個人データのでっち上げはガレスのようなハッカーにとっては簡単な作業だった。IDのデータ作成自身は既に作成が済み、後はこのデータを知り合いの専門家―偽造屋―に渡せばすぐに出来る。武器にしてもハンターズ独自のネットワークである程度のものならすぐに入手できる。
「我侭な姫君はお風呂の中だし…。」
IDに必要なデータの確保と傷の回復状態確認を行うべく、左頬に大きな手形をつけられながらも必要な情報―幸い、傷の癒着は確認され、回復も順調である事は確認できた―の入手を終えると、リオネスは風呂を要求してきたので、タオルとシャンプー類を渡してユニットバスの場所と使い方を説明して、現在使用中になっている。
「あとは、服か。」
少なくとも、あちこち破れていたり、血糊が抜けきっていない合成革のツナギや黒のビスチェでは、別の意味で目立ってしまう。
自分が着ている服で代用しようとしたが、サイズが違い―特に、リオネスの胸が大きすぎて、上に着れる服がほとんど無く、あってもTシャツ位しかない―ネットで手配するのなら入手が簡単な反面、騙された際の対応が難しい。
「と、なると後は本人自身を引き連れて買い物に…。
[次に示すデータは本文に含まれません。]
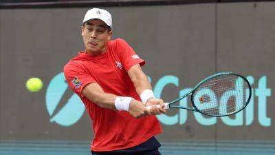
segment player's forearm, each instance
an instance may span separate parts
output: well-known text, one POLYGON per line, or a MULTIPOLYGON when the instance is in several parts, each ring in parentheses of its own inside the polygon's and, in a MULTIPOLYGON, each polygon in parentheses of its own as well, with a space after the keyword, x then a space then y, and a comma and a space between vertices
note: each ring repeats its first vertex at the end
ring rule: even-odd
POLYGON ((145 90, 152 90, 152 87, 145 74, 142 74, 132 80, 135 91, 140 95, 145 90))
POLYGON ((116 110, 115 106, 115 101, 117 96, 112 94, 102 93, 98 94, 96 98, 91 99, 94 103, 101 107, 116 110))

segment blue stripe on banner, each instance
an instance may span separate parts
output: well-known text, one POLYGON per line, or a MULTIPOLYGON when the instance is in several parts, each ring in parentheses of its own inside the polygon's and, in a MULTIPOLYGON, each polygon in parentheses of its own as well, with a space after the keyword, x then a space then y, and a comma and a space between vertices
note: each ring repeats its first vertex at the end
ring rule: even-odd
MULTIPOLYGON (((162 155, 274 155, 275 141, 161 142, 162 155)), ((91 155, 88 141, 3 141, 1 155, 91 155)))

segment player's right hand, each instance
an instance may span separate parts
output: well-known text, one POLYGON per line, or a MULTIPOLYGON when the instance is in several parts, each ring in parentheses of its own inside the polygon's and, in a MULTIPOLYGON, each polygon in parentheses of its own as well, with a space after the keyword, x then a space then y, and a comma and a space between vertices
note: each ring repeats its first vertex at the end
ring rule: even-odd
POLYGON ((150 114, 148 110, 140 101, 132 99, 129 105, 129 112, 135 118, 140 118, 150 114))

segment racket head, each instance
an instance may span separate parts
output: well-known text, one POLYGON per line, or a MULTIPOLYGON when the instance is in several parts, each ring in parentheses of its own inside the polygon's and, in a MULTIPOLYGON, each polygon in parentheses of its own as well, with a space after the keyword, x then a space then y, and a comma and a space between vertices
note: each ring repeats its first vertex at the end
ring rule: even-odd
POLYGON ((195 110, 211 116, 226 116, 243 110, 252 95, 251 85, 241 75, 222 72, 201 81, 193 90, 195 110))

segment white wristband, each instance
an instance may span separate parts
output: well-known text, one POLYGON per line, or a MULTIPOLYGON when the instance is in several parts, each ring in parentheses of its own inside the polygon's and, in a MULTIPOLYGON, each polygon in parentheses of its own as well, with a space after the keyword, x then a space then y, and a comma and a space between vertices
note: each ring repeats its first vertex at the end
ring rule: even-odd
POLYGON ((115 106, 118 110, 129 111, 131 97, 118 96, 115 100, 115 106))
POLYGON ((151 90, 145 90, 140 94, 140 99, 144 104, 151 98, 155 98, 154 93, 151 90))

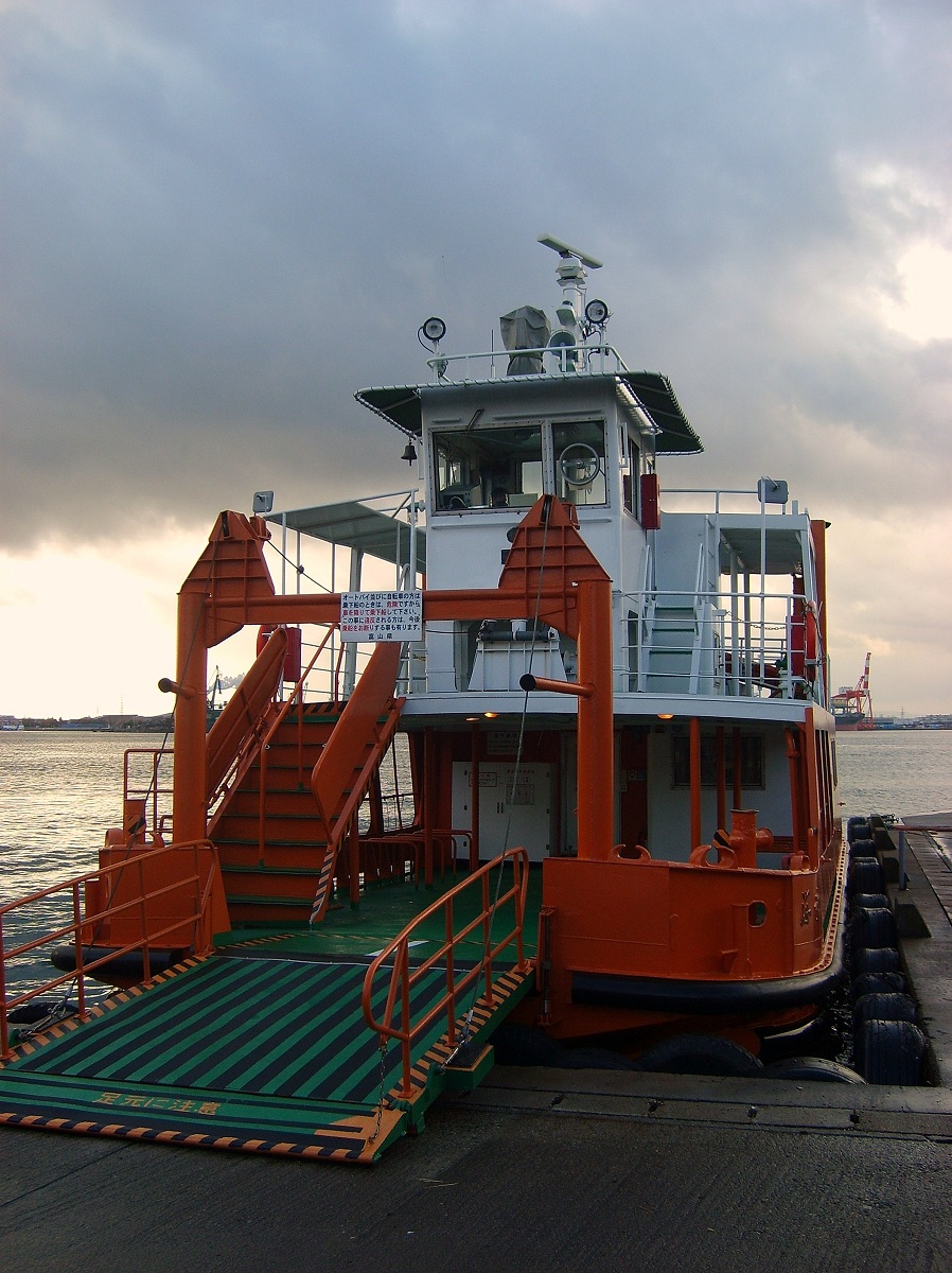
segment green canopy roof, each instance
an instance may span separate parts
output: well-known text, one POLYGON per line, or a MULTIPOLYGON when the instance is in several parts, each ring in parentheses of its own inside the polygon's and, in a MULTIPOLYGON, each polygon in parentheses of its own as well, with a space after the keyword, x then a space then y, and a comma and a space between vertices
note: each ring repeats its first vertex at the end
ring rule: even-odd
MULTIPOLYGON (((681 405, 675 396, 675 391, 671 387, 671 381, 667 376, 662 376, 659 372, 617 372, 610 377, 584 377, 585 379, 612 379, 616 384, 625 384, 634 397, 639 401, 644 409, 648 418, 652 420, 654 426, 659 430, 655 443, 655 449, 659 454, 683 454, 691 452, 704 451, 701 440, 697 434, 691 428, 687 416, 681 410, 681 405)), ((513 384, 510 379, 501 381, 481 381, 472 382, 470 384, 479 383, 480 387, 499 388, 500 384, 513 384)), ((524 377, 524 379, 531 381, 535 384, 541 383, 542 378, 538 376, 524 377)), ((582 379, 582 377, 579 377, 582 379)), ((421 388, 429 386, 409 384, 409 386, 391 386, 384 388, 369 388, 359 390, 354 397, 363 406, 369 407, 377 415, 383 416, 384 420, 389 420, 391 424, 396 425, 403 433, 414 434, 417 438, 423 433, 423 415, 420 409, 420 392, 421 388)), ((435 388, 445 387, 458 387, 456 382, 445 383, 444 386, 434 386, 435 388)))

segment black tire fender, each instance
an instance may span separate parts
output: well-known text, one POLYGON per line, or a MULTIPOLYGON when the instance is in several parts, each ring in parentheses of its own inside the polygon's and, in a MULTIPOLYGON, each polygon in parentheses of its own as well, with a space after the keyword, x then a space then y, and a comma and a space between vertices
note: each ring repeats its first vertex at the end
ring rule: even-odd
POLYGON ((661 1074, 756 1078, 764 1073, 753 1053, 720 1035, 675 1035, 647 1048, 638 1059, 643 1069, 661 1074))

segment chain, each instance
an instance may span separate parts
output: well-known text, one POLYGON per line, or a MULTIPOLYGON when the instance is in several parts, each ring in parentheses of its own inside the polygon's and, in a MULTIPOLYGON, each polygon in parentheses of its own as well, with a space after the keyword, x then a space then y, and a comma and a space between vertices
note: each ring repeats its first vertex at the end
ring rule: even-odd
POLYGON ((377 1100, 377 1127, 374 1128, 373 1136, 370 1137, 370 1144, 373 1144, 373 1142, 381 1134, 381 1122, 383 1119, 383 1085, 387 1081, 387 1048, 388 1048, 388 1045, 389 1045, 389 1040, 387 1039, 387 1035, 381 1035, 381 1095, 379 1095, 379 1097, 377 1100))

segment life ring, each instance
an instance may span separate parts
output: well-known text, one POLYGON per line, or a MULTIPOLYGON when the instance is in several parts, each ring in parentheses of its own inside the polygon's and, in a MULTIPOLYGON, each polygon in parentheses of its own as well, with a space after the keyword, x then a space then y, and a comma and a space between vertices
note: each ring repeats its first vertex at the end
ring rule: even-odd
POLYGON ((691 849, 689 861, 692 867, 736 867, 737 854, 731 848, 727 831, 715 831, 710 844, 696 844, 691 849), (718 854, 717 862, 708 862, 708 854, 711 849, 718 854))
POLYGON ((616 862, 650 862, 652 855, 644 844, 616 844, 612 849, 616 862))
POLYGON ((258 638, 255 643, 256 654, 260 654, 265 645, 267 645, 267 638, 271 633, 277 631, 277 624, 262 624, 261 628, 258 628, 258 638))

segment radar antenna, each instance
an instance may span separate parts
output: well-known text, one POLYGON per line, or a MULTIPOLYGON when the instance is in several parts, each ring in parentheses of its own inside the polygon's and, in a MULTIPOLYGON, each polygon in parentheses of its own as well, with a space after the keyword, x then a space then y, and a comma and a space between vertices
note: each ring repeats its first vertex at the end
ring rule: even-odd
MULTIPOLYGON (((563 300, 555 312, 563 331, 569 332, 573 340, 577 340, 585 302, 585 279, 588 278, 585 270, 601 270, 602 262, 598 257, 589 256, 588 252, 582 252, 579 248, 555 238, 554 234, 540 234, 538 242, 561 257, 555 274, 563 289, 563 300)), ((568 342, 564 341, 564 344, 568 342)))

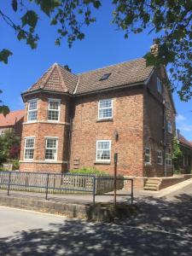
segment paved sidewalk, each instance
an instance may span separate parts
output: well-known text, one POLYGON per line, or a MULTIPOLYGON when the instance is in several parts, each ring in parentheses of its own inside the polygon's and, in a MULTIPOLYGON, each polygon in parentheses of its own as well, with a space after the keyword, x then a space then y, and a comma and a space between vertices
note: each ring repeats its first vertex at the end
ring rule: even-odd
MULTIPOLYGON (((161 189, 160 191, 148 191, 148 190, 134 190, 134 201, 139 202, 146 200, 152 200, 156 198, 162 197, 172 197, 177 193, 180 193, 180 190, 185 187, 192 188, 192 178, 175 184, 173 186, 168 187, 166 189, 161 189), (177 192, 178 191, 178 192, 177 192)), ((5 195, 7 193, 6 190, 0 190, 0 195, 5 195)), ((106 195, 96 195, 96 202, 113 202, 113 196, 110 195, 113 193, 108 193, 106 195)), ((128 190, 119 190, 117 194, 125 194, 125 195, 117 196, 118 201, 126 201, 131 202, 131 191, 128 190)), ((10 190, 10 196, 18 196, 18 197, 32 197, 38 199, 45 199, 45 194, 44 193, 32 193, 32 192, 19 192, 10 190)), ((91 194, 63 194, 63 195, 48 195, 49 201, 68 201, 73 202, 76 204, 90 204, 93 201, 93 195, 91 194)))
POLYGON ((136 193, 138 212, 110 224, 0 207, 0 255, 191 256, 192 185, 170 189, 136 193))

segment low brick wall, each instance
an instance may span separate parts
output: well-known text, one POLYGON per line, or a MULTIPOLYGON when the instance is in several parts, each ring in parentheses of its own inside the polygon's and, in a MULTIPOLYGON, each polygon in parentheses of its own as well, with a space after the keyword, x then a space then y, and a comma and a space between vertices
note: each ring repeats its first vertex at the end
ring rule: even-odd
POLYGON ((91 221, 113 221, 116 218, 127 218, 134 214, 137 209, 136 206, 125 203, 119 203, 114 208, 110 203, 96 203, 94 206, 92 203, 84 205, 32 197, 23 198, 22 195, 0 195, 0 206, 65 215, 68 218, 85 218, 91 221))
POLYGON ((0 205, 79 218, 86 218, 88 211, 88 207, 85 205, 2 195, 0 195, 0 205))
POLYGON ((159 190, 175 185, 189 178, 192 178, 192 174, 175 175, 173 177, 162 177, 159 190))
MULTIPOLYGON (((189 178, 192 178, 192 174, 182 174, 182 175, 174 175, 172 177, 132 177, 132 176, 124 176, 127 178, 132 178, 133 179, 133 189, 134 190, 143 190, 143 187, 145 185, 145 183, 148 178, 150 179, 160 179, 160 187, 159 190, 162 189, 166 189, 169 186, 175 185, 178 183, 181 183, 183 181, 185 181, 189 178)), ((131 189, 131 182, 130 181, 125 181, 124 182, 124 189, 131 189)))
MULTIPOLYGON (((124 176, 124 177, 132 178, 133 179, 133 189, 142 190, 143 189, 144 184, 148 177, 133 177, 133 176, 124 176)), ((125 180, 124 181, 124 189, 130 190, 131 189, 131 181, 125 180)))

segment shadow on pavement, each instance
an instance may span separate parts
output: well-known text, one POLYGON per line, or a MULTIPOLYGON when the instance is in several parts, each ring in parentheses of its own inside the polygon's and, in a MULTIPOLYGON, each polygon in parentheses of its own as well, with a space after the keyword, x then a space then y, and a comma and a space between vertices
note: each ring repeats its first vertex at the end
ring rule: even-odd
POLYGON ((192 197, 140 198, 124 221, 68 219, 49 230, 31 230, 0 239, 0 255, 192 255, 192 197))

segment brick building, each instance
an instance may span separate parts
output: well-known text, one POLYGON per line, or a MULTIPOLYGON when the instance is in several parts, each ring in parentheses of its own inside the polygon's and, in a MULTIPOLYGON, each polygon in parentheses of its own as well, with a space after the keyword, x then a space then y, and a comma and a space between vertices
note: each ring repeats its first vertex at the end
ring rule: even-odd
POLYGON ((22 94, 20 171, 94 166, 137 177, 172 175, 175 108, 163 67, 141 58, 73 74, 55 63, 22 94))
POLYGON ((9 112, 6 116, 0 114, 0 136, 6 131, 13 131, 15 135, 21 137, 22 123, 25 110, 16 110, 9 112))
POLYGON ((192 143, 177 130, 177 137, 183 155, 178 160, 178 169, 182 173, 191 173, 192 171, 192 143))

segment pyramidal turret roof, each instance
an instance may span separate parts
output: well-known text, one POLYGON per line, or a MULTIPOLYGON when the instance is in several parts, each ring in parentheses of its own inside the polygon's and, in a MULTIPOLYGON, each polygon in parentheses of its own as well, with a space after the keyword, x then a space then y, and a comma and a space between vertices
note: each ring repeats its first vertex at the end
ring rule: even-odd
POLYGON ((67 71, 58 63, 54 63, 43 76, 26 92, 39 89, 73 93, 75 90, 79 77, 67 71))
POLYGON ((146 67, 143 58, 98 68, 80 74, 72 73, 66 67, 55 63, 26 91, 38 90, 81 95, 102 90, 115 89, 122 85, 143 83, 154 67, 146 67), (107 79, 102 79, 106 77, 107 79))

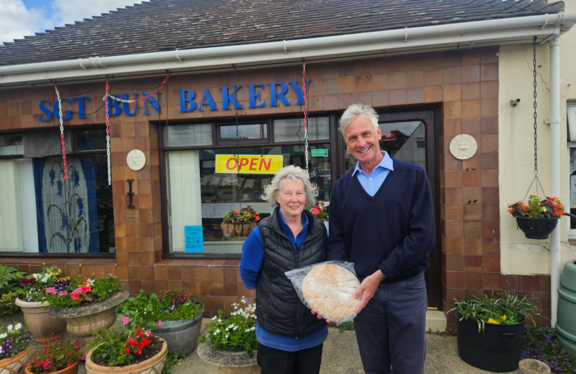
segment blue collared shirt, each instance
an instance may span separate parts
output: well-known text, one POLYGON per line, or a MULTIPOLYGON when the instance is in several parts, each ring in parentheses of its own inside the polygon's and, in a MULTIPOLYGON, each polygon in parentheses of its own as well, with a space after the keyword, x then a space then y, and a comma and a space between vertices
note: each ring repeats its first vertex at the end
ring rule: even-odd
POLYGON ((356 163, 356 167, 352 172, 352 175, 357 175, 358 181, 362 188, 370 196, 373 197, 380 190, 382 184, 384 183, 386 177, 391 170, 394 170, 392 159, 384 151, 380 151, 384 158, 380 163, 372 170, 372 174, 368 174, 360 168, 360 163, 356 163))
」
幸い、"エルグランド"に戻った際に用いた転移装置の映像は帰宅すると同時に書き換えた上、知人や友人を始めとする目撃者はいない―その為にわざわざ早朝に帰還している―が、仮にも犯罪者であるリオネスを連れて歩く、と言う事は最悪の場合、治安当局やその依頼を受けた同業者との戦闘も予想せねばならない。
ガレスはハンターギルドにアクセスすると、ギルドの登録ハンターの内、"エルグランド"に緊急召還命令を受けてすぐに展開できるハンターを常任/非常勤を問わずに確認を始めた。常任なら動向はギルドで情報があるし、非常勤なら顔見知りが多いので動きはある程度把握できる。
「…確か、ウィル先生は今日は学会に参加するから"エルグランド"にいないがアムちゃんやイフリーナさんはいるし、ケイ師匠は定期検診で本星にいるがシスカちゃんが代わりにエニードちゃんの面倒を見ているはずだし…、なっ、雷兄弟が隣のコロニーで仕事をこなしている…。」
知人でトップクラスのハンター達の状態を確認しただけで外出するのは避けた方がいい事が判ったガレスは、リオネスがバスルームから出てくる前に婦人服関係の通信販売の検索を始めた。